Objectives: Whether or not stroke-like-episodes also involve the optic nerve is under debate. Results: However, it is conceivable that oxidative stress also affects structures of the optic nerve and lead to visual impairment. Conclusions: the term stroke-like-episode should be restricted to typical stroke-like lesions in the cerebrum, which are radiologically well defined.
We read with interest the article by Scarcella et al. on a 55 year-old female who presented with acute, left-sided, painful visual impairment, headache, and myalgia and was diagnosed with ischemic neuropathy respectively stroke-like episode (SLE) of the left optic nerve [1]. Like the index patient’s brother, who was diagnosed with mitochondrial encephalopathy, lactic acidosis, and stroke-like episode (MELAS) syndrome due to the variant m.3243A>G, she carried the same mtDNA variant with a heteroplasmy rate of 12% in urinary epithelial cells [1]. The visual defect remained unchanged under L-arginine and ubidecarenone [1]. The study is compelling but has limitations that should be discussed.
A limitation of the study is that heteroplasmy rates were only determined in urine epithelial cells where it was low (12%) [1]. Heteroplasmy rates were not determined in skin fibroblasts, hair follicles, buccal mucosa cells, leukocytes, or muscle. Knowing heteroplasmy rates in clinically affected tissues, particularly muscle, is crucial not only to explain the phenotype, to predict the course of the disease and thus the outcome of the condition, but also for genetic counselling. Regarding the low heteroplasmy rate in urine, it is hardly conceivable that the clinical manifestations were due to the m.3243A>G variant.
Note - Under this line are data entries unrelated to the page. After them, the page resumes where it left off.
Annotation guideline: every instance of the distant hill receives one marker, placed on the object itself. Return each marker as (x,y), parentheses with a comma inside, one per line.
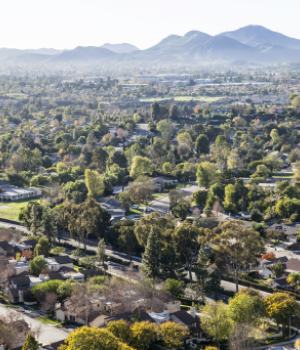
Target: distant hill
(248,44)
(82,53)
(4,52)
(120,48)
(255,35)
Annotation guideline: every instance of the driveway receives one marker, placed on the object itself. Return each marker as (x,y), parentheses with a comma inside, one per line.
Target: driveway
(49,334)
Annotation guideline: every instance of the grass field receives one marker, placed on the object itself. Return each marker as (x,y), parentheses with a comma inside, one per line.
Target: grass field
(286,175)
(13,209)
(183,98)
(16,96)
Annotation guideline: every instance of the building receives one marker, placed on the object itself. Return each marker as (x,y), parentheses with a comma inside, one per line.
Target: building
(13,193)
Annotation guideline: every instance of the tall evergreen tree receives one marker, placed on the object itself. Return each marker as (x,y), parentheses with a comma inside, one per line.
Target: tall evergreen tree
(31,343)
(151,257)
(33,221)
(101,256)
(48,224)
(173,267)
(201,271)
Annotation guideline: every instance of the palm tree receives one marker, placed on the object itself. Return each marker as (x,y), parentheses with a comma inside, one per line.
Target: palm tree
(294,279)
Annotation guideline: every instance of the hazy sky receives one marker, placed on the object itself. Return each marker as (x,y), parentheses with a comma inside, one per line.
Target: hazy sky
(69,23)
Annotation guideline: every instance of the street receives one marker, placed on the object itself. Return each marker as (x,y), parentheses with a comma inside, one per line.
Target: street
(49,334)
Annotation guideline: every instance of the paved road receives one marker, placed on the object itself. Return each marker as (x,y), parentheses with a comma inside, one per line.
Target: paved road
(49,334)
(161,205)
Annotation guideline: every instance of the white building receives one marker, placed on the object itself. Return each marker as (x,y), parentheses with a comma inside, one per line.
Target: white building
(14,193)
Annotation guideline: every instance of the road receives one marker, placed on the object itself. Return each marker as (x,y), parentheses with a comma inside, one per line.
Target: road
(49,334)
(161,205)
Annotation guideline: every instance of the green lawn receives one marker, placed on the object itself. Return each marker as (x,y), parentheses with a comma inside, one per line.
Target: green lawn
(183,98)
(16,96)
(135,211)
(49,320)
(286,175)
(12,212)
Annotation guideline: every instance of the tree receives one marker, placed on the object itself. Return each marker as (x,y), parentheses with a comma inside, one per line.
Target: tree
(246,308)
(167,167)
(92,338)
(33,220)
(127,240)
(61,167)
(215,321)
(87,218)
(293,279)
(173,334)
(155,110)
(185,237)
(166,128)
(37,265)
(94,183)
(256,215)
(206,174)
(141,189)
(151,257)
(277,269)
(235,248)
(101,256)
(202,145)
(268,256)
(200,197)
(31,343)
(164,225)
(48,225)
(120,329)
(181,211)
(42,248)
(201,271)
(173,267)
(214,283)
(140,165)
(143,333)
(175,287)
(100,157)
(281,306)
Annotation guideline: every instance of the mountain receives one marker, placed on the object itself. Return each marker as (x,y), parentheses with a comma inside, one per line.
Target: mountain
(248,44)
(82,53)
(120,48)
(256,35)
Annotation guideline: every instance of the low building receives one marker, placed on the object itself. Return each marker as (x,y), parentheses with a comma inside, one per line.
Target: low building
(13,193)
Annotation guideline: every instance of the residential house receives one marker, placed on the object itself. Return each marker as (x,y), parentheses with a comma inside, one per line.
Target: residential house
(266,265)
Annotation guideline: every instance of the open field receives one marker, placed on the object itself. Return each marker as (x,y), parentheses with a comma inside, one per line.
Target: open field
(15,96)
(183,98)
(10,210)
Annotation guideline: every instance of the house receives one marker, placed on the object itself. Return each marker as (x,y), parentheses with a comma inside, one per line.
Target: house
(129,316)
(189,320)
(12,193)
(8,249)
(280,282)
(266,265)
(57,262)
(245,214)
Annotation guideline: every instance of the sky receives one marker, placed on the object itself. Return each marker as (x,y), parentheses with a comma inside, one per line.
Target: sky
(66,24)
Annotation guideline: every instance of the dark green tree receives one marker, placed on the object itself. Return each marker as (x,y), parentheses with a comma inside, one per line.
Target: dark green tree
(201,270)
(48,225)
(151,257)
(202,144)
(31,343)
(214,283)
(172,266)
(155,110)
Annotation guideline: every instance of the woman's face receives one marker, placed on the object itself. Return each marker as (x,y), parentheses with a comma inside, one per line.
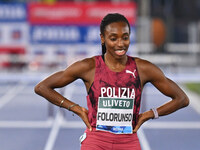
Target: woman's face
(116,38)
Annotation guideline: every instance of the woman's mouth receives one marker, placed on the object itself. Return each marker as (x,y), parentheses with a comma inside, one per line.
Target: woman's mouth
(120,52)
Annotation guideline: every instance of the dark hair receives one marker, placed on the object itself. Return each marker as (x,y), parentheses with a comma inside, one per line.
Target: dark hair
(108,19)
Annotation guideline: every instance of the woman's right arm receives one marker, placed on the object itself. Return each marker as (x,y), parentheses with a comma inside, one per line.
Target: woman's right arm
(46,88)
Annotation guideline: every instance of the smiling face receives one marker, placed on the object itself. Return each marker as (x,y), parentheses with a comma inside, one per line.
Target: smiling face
(116,39)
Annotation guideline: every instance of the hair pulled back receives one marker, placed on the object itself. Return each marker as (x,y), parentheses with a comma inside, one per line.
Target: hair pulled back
(108,19)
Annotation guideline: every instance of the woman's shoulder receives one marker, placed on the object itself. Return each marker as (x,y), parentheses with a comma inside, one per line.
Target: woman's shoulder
(85,64)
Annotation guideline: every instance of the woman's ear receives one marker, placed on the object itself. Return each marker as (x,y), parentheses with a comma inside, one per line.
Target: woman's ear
(102,39)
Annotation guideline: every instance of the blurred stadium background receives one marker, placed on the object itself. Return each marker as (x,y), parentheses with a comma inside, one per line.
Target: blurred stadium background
(39,37)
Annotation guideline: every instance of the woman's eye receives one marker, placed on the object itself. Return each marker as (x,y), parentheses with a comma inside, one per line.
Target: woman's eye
(113,39)
(126,38)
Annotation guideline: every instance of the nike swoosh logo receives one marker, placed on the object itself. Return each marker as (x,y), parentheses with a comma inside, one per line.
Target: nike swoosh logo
(133,73)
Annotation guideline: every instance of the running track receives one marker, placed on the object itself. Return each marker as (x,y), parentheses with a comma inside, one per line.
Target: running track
(28,122)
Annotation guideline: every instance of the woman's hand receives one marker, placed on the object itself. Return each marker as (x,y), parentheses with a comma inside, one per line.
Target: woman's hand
(143,117)
(84,116)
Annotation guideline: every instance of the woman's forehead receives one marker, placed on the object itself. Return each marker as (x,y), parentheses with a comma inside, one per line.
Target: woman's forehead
(117,27)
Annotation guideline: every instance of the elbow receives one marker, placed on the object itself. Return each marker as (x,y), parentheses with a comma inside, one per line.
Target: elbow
(185,101)
(38,89)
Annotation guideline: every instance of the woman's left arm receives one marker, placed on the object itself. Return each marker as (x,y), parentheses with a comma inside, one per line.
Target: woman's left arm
(151,73)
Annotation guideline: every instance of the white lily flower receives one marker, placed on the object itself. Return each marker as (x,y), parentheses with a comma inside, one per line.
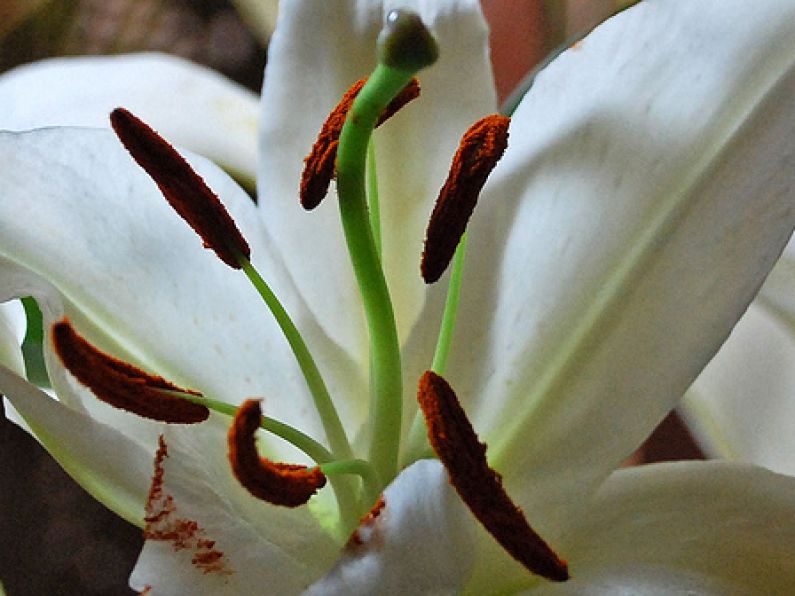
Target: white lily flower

A second limitation is that the current medication was not provided. Since the patient had a history of arterial hypertension and hyperlipidemia, it is conceivable that she received a novel drug for either of these conditions. From statins it is well-known that they can cause myalgia (statin myopathy), particularly in patients with a mitochondrial disorder (MID) [2]. A shortcoming in this respect is that creatine-kinase, lactate-dehydrogenase, aldolase, and myoglobin levels were not provided. Was there any indication for rhabdomyolysis? Was the urine ever cola-coloured?
A third limitation is that no lactate stress test (LST) was performed to assess whether or not serum lactate increased under workload below the anerobic threshold on a bicycle ergometer [3].
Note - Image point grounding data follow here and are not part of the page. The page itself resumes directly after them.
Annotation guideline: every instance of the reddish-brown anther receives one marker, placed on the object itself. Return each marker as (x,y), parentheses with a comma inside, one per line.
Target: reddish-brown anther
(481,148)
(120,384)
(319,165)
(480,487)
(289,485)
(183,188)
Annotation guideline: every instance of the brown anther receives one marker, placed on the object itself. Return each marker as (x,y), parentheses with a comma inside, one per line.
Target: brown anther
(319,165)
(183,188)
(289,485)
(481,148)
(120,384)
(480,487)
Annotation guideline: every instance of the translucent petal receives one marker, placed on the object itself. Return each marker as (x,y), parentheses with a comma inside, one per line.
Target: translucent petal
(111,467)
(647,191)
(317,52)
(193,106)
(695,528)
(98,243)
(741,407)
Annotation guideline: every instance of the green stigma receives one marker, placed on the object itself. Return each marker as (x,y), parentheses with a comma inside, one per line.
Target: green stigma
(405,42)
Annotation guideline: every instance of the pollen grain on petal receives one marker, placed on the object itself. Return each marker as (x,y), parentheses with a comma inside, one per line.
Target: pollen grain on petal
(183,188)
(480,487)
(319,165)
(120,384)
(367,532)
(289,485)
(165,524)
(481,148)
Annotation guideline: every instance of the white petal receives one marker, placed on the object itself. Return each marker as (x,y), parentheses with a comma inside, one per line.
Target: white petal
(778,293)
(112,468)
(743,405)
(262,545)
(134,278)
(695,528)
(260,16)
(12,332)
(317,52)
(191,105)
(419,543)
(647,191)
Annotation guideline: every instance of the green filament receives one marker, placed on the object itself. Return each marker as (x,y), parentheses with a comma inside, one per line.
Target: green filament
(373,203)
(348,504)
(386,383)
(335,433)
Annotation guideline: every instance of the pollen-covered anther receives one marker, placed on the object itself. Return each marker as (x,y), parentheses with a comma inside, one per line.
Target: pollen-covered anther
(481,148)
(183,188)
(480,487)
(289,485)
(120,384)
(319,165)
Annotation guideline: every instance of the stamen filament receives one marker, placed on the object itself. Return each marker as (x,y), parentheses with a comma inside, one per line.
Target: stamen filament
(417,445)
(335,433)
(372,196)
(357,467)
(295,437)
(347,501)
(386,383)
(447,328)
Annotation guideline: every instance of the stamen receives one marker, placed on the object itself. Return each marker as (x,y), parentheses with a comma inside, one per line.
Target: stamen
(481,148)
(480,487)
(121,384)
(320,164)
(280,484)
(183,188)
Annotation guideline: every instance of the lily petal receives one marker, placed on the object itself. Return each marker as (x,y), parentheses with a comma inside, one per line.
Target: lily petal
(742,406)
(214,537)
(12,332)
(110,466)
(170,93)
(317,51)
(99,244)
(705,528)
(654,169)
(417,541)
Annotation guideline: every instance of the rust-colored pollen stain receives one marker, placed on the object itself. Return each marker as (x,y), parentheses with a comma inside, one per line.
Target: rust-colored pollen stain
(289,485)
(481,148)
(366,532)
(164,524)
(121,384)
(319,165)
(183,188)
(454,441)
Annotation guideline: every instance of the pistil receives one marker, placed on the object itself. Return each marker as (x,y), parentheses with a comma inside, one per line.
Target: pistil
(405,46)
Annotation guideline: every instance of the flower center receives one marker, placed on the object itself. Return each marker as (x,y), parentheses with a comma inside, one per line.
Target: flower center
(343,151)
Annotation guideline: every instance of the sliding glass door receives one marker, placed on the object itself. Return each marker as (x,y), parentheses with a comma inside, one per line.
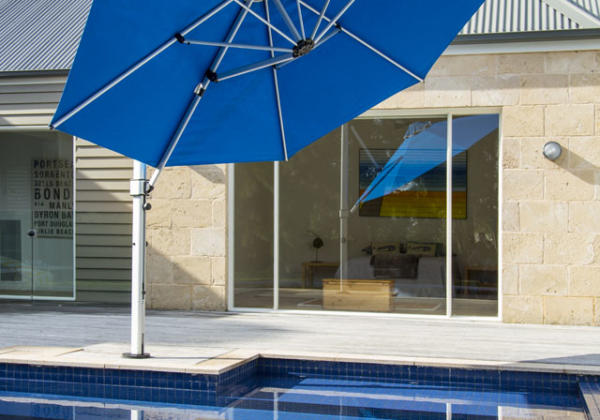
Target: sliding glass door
(36,216)
(371,218)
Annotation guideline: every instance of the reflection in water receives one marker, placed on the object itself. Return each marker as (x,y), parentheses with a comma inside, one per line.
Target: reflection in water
(309,397)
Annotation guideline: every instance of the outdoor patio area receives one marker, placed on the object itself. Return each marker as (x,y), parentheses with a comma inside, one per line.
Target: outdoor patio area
(183,340)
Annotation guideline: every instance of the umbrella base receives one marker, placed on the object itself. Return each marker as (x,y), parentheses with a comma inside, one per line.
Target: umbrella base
(136,356)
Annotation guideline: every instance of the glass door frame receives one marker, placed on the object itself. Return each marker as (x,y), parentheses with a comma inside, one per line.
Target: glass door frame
(449,114)
(32,296)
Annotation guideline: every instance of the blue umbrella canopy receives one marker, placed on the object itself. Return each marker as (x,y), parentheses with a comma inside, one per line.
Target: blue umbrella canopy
(187,82)
(423,149)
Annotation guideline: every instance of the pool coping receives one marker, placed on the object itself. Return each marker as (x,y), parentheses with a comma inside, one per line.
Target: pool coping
(213,369)
(221,361)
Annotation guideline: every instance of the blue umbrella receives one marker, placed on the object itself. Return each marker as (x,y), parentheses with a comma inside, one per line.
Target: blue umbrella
(423,149)
(188,82)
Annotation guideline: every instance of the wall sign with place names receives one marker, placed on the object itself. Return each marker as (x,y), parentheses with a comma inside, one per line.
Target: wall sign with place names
(52,201)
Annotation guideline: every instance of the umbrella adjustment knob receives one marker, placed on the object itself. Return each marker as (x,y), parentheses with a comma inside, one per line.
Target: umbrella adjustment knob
(303,47)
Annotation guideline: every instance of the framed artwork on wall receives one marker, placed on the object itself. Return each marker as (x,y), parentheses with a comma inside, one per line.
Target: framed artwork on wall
(424,196)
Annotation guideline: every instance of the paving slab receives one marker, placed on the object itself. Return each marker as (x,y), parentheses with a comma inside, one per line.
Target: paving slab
(201,338)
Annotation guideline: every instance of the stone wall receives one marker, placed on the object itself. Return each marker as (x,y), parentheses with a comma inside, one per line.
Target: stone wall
(551,210)
(186,265)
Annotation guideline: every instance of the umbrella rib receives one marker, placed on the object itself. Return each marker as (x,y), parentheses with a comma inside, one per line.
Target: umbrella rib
(257,16)
(242,46)
(321,42)
(301,19)
(276,83)
(335,20)
(140,63)
(367,45)
(199,93)
(287,19)
(321,16)
(254,67)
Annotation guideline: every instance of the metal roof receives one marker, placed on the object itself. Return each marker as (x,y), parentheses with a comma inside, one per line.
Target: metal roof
(509,16)
(37,35)
(41,35)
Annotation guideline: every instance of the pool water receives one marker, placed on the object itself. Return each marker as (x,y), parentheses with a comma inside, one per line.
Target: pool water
(268,394)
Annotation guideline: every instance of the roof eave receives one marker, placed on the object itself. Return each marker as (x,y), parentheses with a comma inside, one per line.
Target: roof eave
(522,42)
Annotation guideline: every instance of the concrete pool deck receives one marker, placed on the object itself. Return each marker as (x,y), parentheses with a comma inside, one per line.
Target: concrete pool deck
(215,342)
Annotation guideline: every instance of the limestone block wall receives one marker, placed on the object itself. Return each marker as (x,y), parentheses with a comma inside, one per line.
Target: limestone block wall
(187,239)
(551,210)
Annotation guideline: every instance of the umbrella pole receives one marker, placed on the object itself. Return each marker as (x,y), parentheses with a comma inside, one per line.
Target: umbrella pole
(138,188)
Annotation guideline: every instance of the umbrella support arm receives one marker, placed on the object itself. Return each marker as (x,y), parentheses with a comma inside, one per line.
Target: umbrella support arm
(138,188)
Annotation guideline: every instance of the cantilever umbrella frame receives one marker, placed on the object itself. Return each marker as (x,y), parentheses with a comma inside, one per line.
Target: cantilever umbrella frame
(302,42)
(140,187)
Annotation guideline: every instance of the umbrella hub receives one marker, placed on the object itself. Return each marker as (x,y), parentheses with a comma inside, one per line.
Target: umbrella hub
(303,47)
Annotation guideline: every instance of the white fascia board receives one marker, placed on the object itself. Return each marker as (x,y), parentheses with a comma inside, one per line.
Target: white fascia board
(523,47)
(574,12)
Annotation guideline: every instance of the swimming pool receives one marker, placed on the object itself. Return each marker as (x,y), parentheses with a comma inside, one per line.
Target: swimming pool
(289,389)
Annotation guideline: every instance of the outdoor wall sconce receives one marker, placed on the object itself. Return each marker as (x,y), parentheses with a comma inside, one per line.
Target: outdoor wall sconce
(552,150)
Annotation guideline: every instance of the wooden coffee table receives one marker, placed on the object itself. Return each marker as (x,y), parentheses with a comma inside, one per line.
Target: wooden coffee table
(358,295)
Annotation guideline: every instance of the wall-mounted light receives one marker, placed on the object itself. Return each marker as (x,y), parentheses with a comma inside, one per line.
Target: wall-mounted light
(552,150)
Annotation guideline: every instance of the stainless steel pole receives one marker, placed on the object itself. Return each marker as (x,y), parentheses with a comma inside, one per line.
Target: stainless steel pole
(138,262)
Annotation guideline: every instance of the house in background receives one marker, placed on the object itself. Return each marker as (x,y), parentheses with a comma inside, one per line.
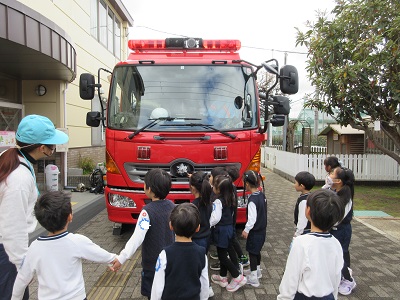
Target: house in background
(44,47)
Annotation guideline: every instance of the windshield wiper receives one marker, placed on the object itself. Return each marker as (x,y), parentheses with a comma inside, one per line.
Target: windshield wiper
(154,122)
(208,126)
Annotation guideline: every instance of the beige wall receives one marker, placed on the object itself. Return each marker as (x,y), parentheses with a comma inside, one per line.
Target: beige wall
(74,18)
A fourth limitation is that cerebrospinal fluid (CSF) lactate was not reported. CSF exam is described as “unremarkable” [1]. However, it was not reported, whether or not CSF lactate was determined. CSF lactate can be elevated in MELAS patients even if serum lactate is normal. CSF lactate is particularly elevated if thereis a SLE. An argument for elevated CSF lactate is that magnetic resonance spectroscopy (MRS) depicted a lactate peak [1].
A fifth limitation is that no electroencephalography (EEG) was recorded. Since MELAS is characterised by the occurrence of seizures and SLEs, and SLEs can be triggered by seizures, it is crucial to know whether or not epileptiform discharges were recorded on EEG.
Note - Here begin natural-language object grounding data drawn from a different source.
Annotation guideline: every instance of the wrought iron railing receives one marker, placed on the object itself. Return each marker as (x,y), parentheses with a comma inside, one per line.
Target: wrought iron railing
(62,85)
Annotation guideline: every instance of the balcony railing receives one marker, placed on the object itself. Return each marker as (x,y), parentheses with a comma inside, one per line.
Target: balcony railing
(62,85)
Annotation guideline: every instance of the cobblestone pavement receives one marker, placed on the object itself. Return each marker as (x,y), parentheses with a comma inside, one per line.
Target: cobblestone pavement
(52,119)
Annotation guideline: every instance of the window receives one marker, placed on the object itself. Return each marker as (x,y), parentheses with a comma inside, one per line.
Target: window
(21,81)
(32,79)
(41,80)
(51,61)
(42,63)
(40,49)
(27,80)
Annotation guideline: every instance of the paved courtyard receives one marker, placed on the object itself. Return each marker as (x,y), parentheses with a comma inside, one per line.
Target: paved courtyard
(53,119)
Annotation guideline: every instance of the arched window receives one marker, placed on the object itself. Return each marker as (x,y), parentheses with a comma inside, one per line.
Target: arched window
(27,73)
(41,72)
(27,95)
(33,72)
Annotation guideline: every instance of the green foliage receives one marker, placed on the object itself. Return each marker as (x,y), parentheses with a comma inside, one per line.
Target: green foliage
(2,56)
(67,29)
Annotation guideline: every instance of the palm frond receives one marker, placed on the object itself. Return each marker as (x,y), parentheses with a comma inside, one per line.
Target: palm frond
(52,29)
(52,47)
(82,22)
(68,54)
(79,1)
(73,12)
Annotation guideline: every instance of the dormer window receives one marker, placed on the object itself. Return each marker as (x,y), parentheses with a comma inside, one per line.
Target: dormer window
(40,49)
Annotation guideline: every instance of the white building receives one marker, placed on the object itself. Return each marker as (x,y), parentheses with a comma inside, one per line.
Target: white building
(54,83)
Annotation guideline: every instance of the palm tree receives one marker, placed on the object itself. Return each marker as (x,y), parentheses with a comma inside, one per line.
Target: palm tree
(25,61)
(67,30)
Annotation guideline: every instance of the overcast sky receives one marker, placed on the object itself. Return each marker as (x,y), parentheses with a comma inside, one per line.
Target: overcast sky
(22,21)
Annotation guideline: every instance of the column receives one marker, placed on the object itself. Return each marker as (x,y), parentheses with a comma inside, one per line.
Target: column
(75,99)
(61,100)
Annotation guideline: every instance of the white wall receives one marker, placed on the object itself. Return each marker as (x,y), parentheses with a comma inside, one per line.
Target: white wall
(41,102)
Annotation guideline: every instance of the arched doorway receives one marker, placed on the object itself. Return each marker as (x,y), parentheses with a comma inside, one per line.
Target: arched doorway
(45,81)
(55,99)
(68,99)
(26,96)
There is a discrepancy regarding the diagnosis in the abstract (“SLE”) and the diagnosis in the title respectively case description (“ischemic optic neuropathy”) [1]. These are two completely different entities. SLEs are triggered by seizures or metabolic stress but are unrelated to impaired arterial perfusion. This discrepancy should be clarified not to confuse the reader.
Not considered as pathophysiological mechanisms were spasms of arterioles supplying the optic nerve or enlargement of endothelial mitochondria in arterioles of the optic nerve [4].
Because the case is set during the SARS-CoV-2 pandemic and COVID infection or vaccination can be complicated by optic neuritis [5], it is crucial that SARS-CoV-2 infection or vaccination has been ruled out.
Overall, the interesting study has limitations that put the results and their interpretation into perspective. Addressing these issues would strengthen the conclusions and could improve the status of the study. SLEs of the optic nerve are not imaginable per definition. Alternative pathophysiologies of unilateral visual impairment in m.3243A>G carriers should be considered.